Holtrup peilt mit Freien Wählern Fraktionsstärke im Gemeinderat an

Frank Holtrup, fraktionsloser Ratsherr, hat die Freien Wähler Ascheberg mit aus der Taufe gehoben. 

Herbern/Ascheberg – Einzug in den Gemeinderat, möglichst in Fraktionsstärke. Das ist Ziel der Freien Wähler Ascheberg.

So haben es sich die Akteure in dem neuen politischen Bündnis um den Vorsitzenden Frank Holtrup für die Kommunalwahl im September auf die Fahne geschrieben. Die Flagge wurde, um im Bild zu bleiben, gerade gehisst: mit der Vereinsgründung im Dezember und der in dieser Woche just vollzogenen Aufnahme in den Dachverband der Freien Wähler NRW. 

Erste Vorstellung am 13. März

Für den Herberner Bauingenieur und gegenwärtig parteilosen Ratsherrn und seine inzwischen neun Mitstreiter gibt es deshalb aktuell alle Hände voll zu tun. Das Programm müsse konkretisiert, der Vereinskodex aufgelegt, viele Formalitäten erledigt werden, zählte der 40-Jährige am Mittwoch im Gespräch mit dem Westfälischen Anzeiger auf. Zudem sei der Internetauftritt in Arbeit. Am 13. März wollen sich die Freien Wähler dann in einer öffentlichen Auftaktveranstaltung vorstellen. Ort und Uhrzeit werden noch bestimmt und mitgeteilt. 
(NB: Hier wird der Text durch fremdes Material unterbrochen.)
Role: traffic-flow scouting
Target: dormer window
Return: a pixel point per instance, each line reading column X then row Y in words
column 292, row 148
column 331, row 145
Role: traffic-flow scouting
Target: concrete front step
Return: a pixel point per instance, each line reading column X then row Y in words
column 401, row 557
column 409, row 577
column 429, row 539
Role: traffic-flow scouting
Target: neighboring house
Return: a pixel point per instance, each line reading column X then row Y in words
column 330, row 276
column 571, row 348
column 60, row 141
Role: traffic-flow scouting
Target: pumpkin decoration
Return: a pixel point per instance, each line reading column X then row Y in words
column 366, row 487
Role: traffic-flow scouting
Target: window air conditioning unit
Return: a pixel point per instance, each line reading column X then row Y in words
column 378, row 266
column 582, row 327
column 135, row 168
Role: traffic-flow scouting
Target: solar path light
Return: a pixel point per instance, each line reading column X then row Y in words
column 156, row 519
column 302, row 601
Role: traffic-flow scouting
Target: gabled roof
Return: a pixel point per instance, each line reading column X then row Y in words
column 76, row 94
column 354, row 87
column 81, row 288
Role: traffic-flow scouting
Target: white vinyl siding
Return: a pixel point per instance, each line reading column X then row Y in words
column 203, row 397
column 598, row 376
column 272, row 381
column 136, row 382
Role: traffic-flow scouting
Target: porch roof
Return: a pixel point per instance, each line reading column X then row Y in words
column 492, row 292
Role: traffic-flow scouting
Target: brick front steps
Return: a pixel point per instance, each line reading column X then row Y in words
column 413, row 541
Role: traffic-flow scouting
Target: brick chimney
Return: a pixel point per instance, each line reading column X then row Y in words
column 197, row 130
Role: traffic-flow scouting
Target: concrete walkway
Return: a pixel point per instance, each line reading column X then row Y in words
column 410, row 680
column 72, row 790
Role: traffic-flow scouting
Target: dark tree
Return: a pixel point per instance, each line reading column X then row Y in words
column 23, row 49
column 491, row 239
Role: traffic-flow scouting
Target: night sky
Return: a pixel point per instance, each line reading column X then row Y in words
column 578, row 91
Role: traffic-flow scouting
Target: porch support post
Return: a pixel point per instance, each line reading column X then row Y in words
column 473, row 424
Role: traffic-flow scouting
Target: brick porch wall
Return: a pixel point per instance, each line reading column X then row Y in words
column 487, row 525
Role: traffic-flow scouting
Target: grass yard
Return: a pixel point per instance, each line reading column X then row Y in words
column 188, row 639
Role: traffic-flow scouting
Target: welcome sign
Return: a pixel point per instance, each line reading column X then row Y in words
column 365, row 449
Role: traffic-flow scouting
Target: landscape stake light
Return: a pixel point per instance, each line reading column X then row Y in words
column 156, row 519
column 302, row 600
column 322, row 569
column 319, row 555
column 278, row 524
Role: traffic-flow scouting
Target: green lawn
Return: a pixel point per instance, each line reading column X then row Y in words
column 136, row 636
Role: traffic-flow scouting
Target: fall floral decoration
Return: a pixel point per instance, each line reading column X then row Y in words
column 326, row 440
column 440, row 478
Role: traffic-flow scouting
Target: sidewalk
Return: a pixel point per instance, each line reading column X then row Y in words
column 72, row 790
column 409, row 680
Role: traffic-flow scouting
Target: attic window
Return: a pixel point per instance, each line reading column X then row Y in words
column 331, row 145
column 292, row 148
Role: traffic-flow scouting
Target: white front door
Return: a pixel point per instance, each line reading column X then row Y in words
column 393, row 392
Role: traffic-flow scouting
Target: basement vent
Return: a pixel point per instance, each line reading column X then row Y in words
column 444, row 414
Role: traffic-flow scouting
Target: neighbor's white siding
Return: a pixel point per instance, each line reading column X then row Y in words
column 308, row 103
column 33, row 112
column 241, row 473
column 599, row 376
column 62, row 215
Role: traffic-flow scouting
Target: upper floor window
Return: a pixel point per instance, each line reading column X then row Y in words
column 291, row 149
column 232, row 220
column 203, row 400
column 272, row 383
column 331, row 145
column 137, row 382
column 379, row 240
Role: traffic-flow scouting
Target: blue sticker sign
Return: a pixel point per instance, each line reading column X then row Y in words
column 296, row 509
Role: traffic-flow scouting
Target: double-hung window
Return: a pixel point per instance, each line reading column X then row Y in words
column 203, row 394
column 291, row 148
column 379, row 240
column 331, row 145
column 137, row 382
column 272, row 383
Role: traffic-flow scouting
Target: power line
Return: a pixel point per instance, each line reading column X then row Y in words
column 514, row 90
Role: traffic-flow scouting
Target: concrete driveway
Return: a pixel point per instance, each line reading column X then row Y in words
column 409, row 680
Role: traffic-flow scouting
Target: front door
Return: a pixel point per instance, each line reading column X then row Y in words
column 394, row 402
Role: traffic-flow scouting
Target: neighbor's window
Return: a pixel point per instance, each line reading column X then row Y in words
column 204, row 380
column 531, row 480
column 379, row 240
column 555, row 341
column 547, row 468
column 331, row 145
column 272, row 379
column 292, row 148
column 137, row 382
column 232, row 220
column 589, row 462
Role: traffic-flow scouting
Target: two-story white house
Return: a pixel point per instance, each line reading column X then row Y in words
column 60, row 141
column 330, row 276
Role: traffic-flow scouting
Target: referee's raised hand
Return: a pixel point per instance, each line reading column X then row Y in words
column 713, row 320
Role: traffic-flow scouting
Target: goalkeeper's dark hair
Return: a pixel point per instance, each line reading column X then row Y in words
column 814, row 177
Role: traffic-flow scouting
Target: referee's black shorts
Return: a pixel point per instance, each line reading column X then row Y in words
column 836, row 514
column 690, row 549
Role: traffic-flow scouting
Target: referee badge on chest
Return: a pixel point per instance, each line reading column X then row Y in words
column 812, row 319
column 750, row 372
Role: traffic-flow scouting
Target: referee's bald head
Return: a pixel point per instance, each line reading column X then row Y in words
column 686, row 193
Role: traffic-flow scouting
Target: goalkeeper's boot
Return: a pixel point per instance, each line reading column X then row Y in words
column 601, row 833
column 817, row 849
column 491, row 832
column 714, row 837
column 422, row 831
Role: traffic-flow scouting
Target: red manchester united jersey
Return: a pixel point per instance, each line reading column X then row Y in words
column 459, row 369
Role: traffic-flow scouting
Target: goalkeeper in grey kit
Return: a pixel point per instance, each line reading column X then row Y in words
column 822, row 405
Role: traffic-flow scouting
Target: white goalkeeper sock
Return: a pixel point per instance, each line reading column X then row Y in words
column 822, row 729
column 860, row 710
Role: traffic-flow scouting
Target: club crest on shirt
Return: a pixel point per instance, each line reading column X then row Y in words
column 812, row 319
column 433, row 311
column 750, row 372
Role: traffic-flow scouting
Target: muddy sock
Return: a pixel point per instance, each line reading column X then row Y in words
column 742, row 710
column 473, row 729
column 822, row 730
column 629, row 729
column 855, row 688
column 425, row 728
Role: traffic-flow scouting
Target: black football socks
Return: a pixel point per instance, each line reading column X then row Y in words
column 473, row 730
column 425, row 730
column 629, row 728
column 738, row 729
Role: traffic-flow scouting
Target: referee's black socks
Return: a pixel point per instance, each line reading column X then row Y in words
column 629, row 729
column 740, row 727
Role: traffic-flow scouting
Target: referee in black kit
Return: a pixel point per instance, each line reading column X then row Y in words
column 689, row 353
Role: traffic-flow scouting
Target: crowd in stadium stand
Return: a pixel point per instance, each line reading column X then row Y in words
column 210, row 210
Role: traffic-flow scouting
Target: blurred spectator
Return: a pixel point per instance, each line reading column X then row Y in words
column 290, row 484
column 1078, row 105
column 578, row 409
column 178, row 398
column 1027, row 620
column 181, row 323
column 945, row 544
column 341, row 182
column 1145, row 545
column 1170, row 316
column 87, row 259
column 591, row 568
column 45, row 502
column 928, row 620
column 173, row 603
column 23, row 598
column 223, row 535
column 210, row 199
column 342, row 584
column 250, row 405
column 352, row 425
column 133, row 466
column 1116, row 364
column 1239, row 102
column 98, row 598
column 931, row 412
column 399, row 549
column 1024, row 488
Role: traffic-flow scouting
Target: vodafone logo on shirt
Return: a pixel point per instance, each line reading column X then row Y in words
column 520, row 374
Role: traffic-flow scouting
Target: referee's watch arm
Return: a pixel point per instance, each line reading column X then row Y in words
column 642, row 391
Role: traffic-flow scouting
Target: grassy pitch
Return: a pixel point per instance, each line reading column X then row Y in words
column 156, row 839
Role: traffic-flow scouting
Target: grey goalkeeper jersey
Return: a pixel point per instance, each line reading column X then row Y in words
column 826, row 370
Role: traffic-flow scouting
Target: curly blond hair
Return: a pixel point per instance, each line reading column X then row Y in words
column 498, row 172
Jahrelange Erfahrung auf der CDU-Bank

An Ratserfahrung mangelt es Frank Holtrup nicht. Die hat der Nordicker in zwölf Jahren gesammelt, zunächst als sachkundiger Bürger und später als Ratsmitglied der CDU. Mitte 2018 verließ er die Partei nach inhaltlichen Differenzen und arbeitete fortan als freier Ratsherr mit. Angesichts des nahenden Wahltermins habe er überlegt, ob er weitermachen oder aufhören solle. Dass es jetzt für ihn bei den Freien Wählern weitergeht, liegt am eigenen Interesse an der politischen Arbeit und an dem Kreis seiner Mitstreiter. Sieben von ihnen sollen sich schon bereit erklärt haben, Wahlkreise zu besetzen. „Der Auslöser für die Gründung sind dynamische Leute, die Schwung mitbringen“, sagte Holtrup und hofft darauf, dass die zur Zeit mehrheitlich Herberner Mitglieder schnell weiteren Zulauf aus Ascheberg und Davensberg bekommen. 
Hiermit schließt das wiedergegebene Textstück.